Cette dichotomie est évidente dans la Torah elle-même : alors que la Torah écrite est un texte fixe et immuable, la Torah orale constitue un corpus dynamique, en expansion constante, d’explications de la Torah écrite et de son application aux particularités de chaque génération, sans cesse changeantes. Pareillement, l’exercice spirituel de la prière montre les deux côtés de cette dichotomie. Le nombre de fois que nous sommes tenus de prier, ainsi que le texte de nos prières, sont fixes. Par contre, en tant que « service du cœur »,9 la prière est dynamique, car nos émotions changent constamment en portée comme en intensité, ainsi que – espérons-le – en maturation. Enfin, la pratique religieuse – l’observance des commandements de D.ieu – reflète également cette dichotomie. Le nombre de commandements est fixé à 613, mais il est toujours possible d’améliorer notre manière de les accomplir au plan matériel comme spirituel, en les mettant en œuvre de façon plus méticuleuse et réfléchie selon les cas.
Ainsi, les trois facettes de notre relation avec D.ieu10 – l’étude de la Torah, la prière et la pratique des commandements – témoignent de cette dichotomie complémentaire. Sa présence dans tous les aspects de notre vie religieuse maintient notre conscience des deux fondements du judaïsme : sa dimension fixe et immuable correspond à D.ieu Qui nous parle ; sa dimension de constante évolution correspond à nous qui répondons à D.ieu.11
Fait remarquable, la Torah décrit notre côté de l’alliance avec D.ieu en recourant au lexique de la marche et de l’avancée. Bien que la marche soit un mode de progression constant et mesuré, en même temps elle nous éloigne totalement de notre point d’origine. Ainsi, par son usage de la métaphore de la marche, la Torah nous enseigne que notre relation avec D.ieu doit se caractériser par un progrès radical, au point que chaque nouveau pas nous conduise dans un endroit totalement différent, et que notre « retour » infini à Lui fasse continuellement de nous des personnes nouvelles, des individus ayant laissé derrière eux leur moi antérieur.
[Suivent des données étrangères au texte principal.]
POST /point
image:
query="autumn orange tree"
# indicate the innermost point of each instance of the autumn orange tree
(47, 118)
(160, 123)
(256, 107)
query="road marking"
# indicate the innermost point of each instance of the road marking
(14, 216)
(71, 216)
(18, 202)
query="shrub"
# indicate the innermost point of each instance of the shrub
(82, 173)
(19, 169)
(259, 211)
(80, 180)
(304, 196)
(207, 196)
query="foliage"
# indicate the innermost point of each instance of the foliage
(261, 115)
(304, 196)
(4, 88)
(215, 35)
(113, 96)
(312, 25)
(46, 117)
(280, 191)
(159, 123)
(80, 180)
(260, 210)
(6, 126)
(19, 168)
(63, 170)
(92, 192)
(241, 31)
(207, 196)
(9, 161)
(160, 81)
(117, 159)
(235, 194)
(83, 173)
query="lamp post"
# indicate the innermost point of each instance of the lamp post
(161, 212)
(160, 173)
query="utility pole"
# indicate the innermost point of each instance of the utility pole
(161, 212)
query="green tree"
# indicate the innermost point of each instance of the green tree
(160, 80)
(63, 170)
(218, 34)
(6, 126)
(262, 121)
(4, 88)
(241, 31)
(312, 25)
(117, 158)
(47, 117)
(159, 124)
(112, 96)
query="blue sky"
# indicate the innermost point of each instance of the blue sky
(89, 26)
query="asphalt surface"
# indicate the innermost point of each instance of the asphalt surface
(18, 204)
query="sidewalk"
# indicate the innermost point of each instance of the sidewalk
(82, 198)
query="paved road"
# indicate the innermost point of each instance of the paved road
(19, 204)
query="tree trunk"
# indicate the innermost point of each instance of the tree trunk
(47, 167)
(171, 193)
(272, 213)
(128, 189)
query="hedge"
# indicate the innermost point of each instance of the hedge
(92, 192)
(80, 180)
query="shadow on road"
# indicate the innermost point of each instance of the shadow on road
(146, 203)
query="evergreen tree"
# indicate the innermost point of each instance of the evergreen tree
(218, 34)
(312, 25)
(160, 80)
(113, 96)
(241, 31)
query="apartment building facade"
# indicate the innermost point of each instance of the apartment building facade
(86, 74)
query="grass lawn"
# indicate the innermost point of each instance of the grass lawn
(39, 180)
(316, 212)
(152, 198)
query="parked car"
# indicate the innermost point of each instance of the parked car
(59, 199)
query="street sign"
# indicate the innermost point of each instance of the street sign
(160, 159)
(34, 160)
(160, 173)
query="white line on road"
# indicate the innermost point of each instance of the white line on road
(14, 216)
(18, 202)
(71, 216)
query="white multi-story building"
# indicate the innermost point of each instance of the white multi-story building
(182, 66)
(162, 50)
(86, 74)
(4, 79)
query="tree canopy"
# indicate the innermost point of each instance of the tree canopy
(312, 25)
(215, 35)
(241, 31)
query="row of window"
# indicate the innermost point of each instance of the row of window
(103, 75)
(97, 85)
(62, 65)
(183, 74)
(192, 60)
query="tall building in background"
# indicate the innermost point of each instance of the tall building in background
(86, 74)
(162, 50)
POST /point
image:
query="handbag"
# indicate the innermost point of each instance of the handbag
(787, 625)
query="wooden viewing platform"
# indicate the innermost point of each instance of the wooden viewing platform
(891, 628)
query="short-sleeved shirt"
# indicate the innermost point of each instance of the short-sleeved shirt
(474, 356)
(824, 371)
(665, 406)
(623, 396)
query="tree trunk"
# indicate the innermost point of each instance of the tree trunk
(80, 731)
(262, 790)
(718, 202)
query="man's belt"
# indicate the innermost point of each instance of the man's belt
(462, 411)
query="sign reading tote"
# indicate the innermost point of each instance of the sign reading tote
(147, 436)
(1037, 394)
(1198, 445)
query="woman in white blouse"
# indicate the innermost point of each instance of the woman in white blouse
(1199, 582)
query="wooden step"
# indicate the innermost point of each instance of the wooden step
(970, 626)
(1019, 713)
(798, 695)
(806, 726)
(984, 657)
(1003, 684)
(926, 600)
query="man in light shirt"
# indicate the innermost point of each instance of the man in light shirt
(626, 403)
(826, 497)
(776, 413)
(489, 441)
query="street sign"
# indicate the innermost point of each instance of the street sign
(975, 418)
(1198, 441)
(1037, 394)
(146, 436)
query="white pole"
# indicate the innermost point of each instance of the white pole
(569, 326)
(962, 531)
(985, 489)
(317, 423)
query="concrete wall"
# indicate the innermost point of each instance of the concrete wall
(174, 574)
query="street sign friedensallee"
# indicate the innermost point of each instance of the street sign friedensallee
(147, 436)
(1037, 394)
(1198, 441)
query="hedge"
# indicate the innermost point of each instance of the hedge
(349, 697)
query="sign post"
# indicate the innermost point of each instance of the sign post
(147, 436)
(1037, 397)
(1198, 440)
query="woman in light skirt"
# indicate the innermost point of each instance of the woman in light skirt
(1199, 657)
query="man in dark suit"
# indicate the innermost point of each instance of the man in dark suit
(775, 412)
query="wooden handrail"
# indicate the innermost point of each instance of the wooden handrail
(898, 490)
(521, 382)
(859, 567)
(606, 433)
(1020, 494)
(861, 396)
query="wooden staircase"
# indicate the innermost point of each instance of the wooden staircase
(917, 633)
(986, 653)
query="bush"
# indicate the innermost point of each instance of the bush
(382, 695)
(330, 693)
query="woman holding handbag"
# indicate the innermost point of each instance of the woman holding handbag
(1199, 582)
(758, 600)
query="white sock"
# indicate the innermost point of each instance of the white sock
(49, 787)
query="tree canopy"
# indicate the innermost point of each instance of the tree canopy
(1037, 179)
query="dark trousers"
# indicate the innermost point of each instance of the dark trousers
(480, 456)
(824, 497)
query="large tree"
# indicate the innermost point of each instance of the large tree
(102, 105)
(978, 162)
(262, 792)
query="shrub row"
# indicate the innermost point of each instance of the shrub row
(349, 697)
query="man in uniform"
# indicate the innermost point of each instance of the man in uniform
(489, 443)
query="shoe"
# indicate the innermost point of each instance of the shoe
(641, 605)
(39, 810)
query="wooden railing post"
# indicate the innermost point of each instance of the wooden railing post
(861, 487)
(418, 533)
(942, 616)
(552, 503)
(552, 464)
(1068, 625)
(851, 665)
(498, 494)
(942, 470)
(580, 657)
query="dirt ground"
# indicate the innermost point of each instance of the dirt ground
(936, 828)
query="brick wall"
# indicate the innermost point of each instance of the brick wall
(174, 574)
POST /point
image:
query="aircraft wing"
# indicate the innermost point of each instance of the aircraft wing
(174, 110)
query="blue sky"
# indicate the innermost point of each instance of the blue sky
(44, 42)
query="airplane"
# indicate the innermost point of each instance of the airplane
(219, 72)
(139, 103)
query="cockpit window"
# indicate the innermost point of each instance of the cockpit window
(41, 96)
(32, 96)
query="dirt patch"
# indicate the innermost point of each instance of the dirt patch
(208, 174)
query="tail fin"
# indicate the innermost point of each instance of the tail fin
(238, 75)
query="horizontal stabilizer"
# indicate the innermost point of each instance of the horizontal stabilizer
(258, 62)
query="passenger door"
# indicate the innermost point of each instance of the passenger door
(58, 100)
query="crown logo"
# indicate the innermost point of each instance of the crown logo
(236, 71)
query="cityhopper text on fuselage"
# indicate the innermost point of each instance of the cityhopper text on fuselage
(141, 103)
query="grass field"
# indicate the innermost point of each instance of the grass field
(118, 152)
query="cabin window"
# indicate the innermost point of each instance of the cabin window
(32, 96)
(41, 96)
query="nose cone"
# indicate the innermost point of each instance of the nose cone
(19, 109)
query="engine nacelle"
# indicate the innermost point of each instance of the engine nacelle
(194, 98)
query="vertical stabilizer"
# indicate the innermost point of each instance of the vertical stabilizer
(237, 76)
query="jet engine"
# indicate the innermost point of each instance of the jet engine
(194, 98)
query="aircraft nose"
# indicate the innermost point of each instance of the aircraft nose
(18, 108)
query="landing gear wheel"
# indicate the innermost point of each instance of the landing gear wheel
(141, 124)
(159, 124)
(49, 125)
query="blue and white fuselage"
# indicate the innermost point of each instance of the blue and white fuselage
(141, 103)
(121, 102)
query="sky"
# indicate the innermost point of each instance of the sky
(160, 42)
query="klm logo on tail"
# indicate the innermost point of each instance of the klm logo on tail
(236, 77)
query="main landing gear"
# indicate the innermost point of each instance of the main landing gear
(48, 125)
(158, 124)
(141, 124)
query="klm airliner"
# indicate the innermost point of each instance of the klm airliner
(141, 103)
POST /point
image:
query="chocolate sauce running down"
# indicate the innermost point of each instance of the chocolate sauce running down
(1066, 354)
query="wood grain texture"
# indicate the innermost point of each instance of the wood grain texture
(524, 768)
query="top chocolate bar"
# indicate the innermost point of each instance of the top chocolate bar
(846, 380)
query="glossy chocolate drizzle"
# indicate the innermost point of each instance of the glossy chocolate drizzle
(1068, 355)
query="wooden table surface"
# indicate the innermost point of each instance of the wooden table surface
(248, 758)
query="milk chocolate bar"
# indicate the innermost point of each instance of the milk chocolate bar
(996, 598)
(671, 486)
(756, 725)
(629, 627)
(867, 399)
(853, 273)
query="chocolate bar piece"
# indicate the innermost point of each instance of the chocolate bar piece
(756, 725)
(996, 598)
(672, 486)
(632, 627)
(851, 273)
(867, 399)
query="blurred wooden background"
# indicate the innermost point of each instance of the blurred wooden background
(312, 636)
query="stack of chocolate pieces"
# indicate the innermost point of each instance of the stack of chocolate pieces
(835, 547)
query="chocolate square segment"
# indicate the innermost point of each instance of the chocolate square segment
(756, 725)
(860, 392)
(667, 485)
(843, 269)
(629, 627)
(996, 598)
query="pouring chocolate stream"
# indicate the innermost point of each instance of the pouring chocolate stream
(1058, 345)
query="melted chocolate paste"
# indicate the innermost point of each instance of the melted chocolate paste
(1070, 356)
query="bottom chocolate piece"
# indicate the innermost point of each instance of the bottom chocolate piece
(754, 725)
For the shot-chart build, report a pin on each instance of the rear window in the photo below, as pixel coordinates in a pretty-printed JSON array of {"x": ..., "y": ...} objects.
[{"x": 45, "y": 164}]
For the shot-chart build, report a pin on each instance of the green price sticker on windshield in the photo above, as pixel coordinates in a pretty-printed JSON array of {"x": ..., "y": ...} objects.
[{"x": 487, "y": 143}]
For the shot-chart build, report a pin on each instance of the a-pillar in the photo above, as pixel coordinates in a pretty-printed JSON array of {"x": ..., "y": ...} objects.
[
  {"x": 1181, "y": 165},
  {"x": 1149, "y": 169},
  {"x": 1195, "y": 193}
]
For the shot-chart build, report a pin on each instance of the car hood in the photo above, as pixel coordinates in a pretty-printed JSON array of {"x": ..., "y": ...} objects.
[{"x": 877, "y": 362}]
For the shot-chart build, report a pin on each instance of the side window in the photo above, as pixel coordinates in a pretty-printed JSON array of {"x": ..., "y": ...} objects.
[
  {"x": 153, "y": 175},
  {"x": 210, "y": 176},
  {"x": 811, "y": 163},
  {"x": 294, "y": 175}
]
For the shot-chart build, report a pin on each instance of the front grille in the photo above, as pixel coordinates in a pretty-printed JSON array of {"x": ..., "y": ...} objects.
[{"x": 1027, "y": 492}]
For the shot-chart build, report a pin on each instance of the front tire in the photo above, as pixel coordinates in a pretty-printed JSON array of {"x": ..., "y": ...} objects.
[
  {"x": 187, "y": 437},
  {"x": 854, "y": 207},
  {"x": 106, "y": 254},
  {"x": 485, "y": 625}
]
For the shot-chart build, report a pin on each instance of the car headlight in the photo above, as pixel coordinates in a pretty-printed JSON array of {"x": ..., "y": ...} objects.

Dans le contexte général du Deutéronome – qui, comme nous l’avons vu, est le livre de la techouva, le retour à D.ieu –, la paracha de Vayele’h nous enseigne ainsi comment faire de celle-ci une expérience véritablement transformatrice. C’est peut-être pourquoi le récit de la conclusion de la Torah12 se trouve dans la paracha de Vayele’h, alors qu’on s’attendrait à ce que, suivant la chronologie, il apparaisse à la fin de la dernière paracha de la Torah. Pour être en mesure de progresser vers un nouveau degré de conscience Divine, vers un nouveau degré de compréhension de la Torah, nous devons d’abord « terminer la Torah » selon notre degré de conscience présent. On nous enseigne de même13 que dans le monde futur, pour que l’âme progresse d’un degré de conscience Divine au suivant, elle devra d’abord se défaire de la conscience Divine qu’elle aura atteinte jusqu’alors, et en faire autant lorsqu’elle progressera depuis la conscience Divine qu’elle vient d’atteindre au degré qui l’attend ensuite.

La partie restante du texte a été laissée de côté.